I get a lot of questions from students who are thinking about business school and the biggest hurdle they see starting out is the admissions test: when should they take it? What's a good score? How do they know if they should re-take the test? And most importantly, does it matter whether they take the GMAT or the GRE?
In terms of acceptance: no. The vast majority of business schools – and all of the top MBA programs – now accept both the GRE and the GMAT. While there used to be a significant (if mostly unspoken) bias toward the GMAT on the part of admissions committees, that is waning somewhat as the GRE grows in popularity.
There is still a significant difference in how many students are taking each test in order to apply to business school. Worldwide, the GMAT was taken 261,248 times in 2016. Of those exams, 65% (156,748) were taken by students intending to apply for an MBA program.
By contrast, while the GRE was taken by 584,677 examinees for the testing period running from July 2015 to June 2016, there were only 37,504 examinees, 6% of overall test-takers, who indicated an interest in business as their graduate field of study.
What really matters the most when it comes to business school applications is how well you're able to do on a given test. Test scores are a very important part of your MBA application, but they aren't considered in a vacuum.
There is no blanket answer to “Should you take the GMAT or the GRE when you're applying for an MBA?” The answer will be different for every applicant, depending on their background and capabilities. So, when clients ask me if it really matters which admissions test they take, I tell them of course it does – a little bit.
GMAT vs GRE
If you're trying to decide whether you should focus on the GRE or the GMAT for business school admissions, there are really just two primary considerations: which test will you be able to score the highest on, and which test will best balance out the other strengths and weaknesses of your application package?

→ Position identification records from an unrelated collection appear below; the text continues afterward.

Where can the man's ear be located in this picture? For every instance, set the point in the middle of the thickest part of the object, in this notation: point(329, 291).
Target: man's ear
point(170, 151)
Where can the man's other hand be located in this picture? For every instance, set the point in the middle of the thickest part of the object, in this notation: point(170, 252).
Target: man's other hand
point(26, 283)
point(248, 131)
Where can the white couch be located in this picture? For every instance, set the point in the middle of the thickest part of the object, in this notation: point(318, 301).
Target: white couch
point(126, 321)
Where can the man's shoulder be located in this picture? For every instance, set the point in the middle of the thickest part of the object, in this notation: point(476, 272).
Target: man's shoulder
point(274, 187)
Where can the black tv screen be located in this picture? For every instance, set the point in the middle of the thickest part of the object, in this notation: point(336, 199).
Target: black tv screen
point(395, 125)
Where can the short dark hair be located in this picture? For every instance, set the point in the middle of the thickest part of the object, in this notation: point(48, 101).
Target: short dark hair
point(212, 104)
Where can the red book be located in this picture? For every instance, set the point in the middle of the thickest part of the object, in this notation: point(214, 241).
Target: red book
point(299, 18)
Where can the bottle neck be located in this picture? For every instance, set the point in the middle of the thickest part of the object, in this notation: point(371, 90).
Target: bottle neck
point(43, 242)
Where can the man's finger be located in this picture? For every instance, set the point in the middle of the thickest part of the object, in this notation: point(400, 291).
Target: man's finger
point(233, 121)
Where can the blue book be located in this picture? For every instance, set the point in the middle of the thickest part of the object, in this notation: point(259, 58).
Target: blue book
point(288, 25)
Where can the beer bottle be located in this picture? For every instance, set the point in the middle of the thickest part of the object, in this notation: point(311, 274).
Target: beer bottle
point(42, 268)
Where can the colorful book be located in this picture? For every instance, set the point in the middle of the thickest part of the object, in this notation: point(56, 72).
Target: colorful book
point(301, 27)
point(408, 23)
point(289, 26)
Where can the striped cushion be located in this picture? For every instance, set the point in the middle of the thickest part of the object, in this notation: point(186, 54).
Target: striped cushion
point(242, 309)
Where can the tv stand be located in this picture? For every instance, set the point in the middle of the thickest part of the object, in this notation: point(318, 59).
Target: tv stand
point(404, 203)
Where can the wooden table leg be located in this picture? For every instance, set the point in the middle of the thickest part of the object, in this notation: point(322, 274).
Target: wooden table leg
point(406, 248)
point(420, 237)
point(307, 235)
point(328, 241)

The first question is relatively easy to answer, if a bit time consuming: take a full-length practice version of each test. Try to make the practice test as reflective of the real exam as possible, in terms of timing, environment, etc. Both ETS and GMAC offer free downloadable software that allows you to take full-length practice versions of the GRE and GMAT, respectively.
Taking these practice tests will give you a sense of not just what your baseline score is on each test, but it will also let you get a feel for the question types and topics covered on each exam, so you know where you would need to direct your studying in order to do well.
For the second question, you need to consider your MBA application as a whole: What was your undergrad major? How strong was your GPA? What industry is most of your work experience in? What are your post-MBA goals? Consider asking a friend to look at your application, and give you a sense of what they feel your aptitudes are based on your background.
Quantitative skills, and solid exposure to higher-level math, finance, or economics, are often valued by MBA admissions committees. If you don't have a very strong quant background, you'll want to use your admissions test to show that you've got the skills to keep up if you're admitted to business school.
Conversely, if you have a lot of experience in a pure math or a highly technical field, or if you come from a non-English-speaking background, you'll want to use your admissions test to show the admissions committee that you can communicate effectively with both classmates and employees, and that you will be able to persuasively convey your ideas in writing.
No matter which test you choose, you need to commit to it. Don't put off studying because you assume it will go fine. Invest the time – and if you need additional assistance, the money for tutoring or prep classes – into doing well on the GMAT or the GRE, and it will pay off when you do apply to business school.